Cheesy Jalapeno Bread

Mexican cuisine
Ingredients:
- 2 packages active dry yeast.
- 1 tsp sugar.
- 1 cup warm water.
- 4 cups bread flour + ½ cup additional flour as needed.
- 3 medium jalapeno peppers, chopped and seeds removed.
- ¾ tsp salt.
- 1 tbsp sugar.
- 1 egg room temperature.
- 1 tsp hot pepper sauce.
- ¾ cup whole milk.
- 2 cups chopped sharp cheddar cheese (½ inch cubes).

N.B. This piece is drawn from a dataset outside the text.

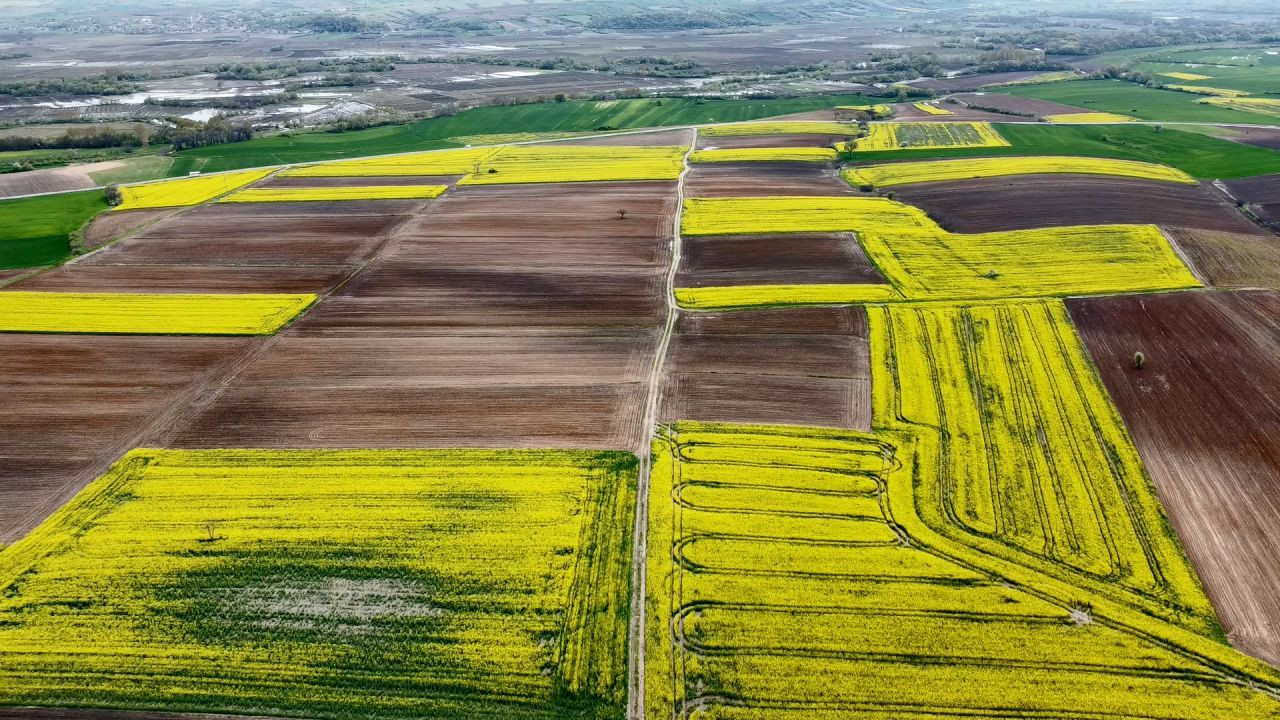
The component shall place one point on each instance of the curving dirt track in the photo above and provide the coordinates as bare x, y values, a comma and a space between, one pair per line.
1036, 201
1205, 414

- ½ cup chopped pepper jack cheese (½ inch cubes).

Directions:
- Fit a stand mixer with a dough hook.
- Proof the yeast in the warm water mixed with 1 tsp sugar for 10 minutes or until foamy.
- Heat the milk in the microwave for 50 seconds on high and set aside.

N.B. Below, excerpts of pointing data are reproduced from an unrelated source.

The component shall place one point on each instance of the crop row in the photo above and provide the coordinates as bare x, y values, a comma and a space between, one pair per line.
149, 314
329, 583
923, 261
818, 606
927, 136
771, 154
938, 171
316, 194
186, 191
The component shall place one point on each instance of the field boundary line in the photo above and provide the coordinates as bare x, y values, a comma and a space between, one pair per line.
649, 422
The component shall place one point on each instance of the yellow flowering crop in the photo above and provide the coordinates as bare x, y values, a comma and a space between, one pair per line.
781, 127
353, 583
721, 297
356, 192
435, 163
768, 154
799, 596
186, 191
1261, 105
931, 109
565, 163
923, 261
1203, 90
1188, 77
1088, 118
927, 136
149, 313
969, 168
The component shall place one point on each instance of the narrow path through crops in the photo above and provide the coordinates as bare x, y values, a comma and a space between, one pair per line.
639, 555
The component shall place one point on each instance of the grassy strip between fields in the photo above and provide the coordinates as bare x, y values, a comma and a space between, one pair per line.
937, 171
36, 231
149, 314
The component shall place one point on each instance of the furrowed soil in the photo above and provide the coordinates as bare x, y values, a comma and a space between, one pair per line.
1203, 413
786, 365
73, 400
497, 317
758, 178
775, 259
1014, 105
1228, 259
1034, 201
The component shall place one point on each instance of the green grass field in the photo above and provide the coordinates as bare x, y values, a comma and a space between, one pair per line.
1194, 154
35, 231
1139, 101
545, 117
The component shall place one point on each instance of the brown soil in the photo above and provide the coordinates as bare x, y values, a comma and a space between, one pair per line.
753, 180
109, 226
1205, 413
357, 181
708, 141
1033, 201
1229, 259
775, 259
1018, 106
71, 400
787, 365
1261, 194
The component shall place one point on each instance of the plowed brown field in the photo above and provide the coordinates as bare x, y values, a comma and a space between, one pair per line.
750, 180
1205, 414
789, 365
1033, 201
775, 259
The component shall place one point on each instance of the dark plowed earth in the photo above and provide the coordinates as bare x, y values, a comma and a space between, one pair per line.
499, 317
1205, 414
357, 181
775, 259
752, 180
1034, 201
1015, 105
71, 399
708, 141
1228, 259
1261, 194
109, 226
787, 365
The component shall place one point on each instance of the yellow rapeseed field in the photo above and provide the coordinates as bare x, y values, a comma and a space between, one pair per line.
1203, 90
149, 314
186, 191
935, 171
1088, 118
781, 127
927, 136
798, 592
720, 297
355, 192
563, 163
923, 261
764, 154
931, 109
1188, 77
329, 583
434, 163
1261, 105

- In a large stainless steel bowl, add 4 cups of flour, chopped jalapenos, salt, sugar, egg, hot pepper sauce and warmed milk.
- After the yeast has proofed, add it to the bowl and start kneading.
- Add more flour as needed to create soft smooth semi-sticky dough.
- Keep kneading for 10 minutes.
- Remove the dough from the bowl and place it on a lightly floured board.
- Add the cubed cheese and knead until blended.
- After incorporating all the cheese, let the dough rest and cover with a tea towel.
- Allow the dough to rest 10 minutes.
- Gather the dough and knead gently for 30 seconds.
- Place the dough in a well oiled bowl and let rise until doubled. This should take about 1 hour.
- Punch down the dough and slice into 2 even pieces.
- Shape into 2 large loaves and place on a baking sheet lined with parchment paper.
- Cover with a clean tea towel and rise again for another hour until doubled in size.
- Sprinkle with grated Parmesan cheese or sesame seeds.
- Bake in a preheated 375 degree oven for 30 minutes or until the crust is golden brown.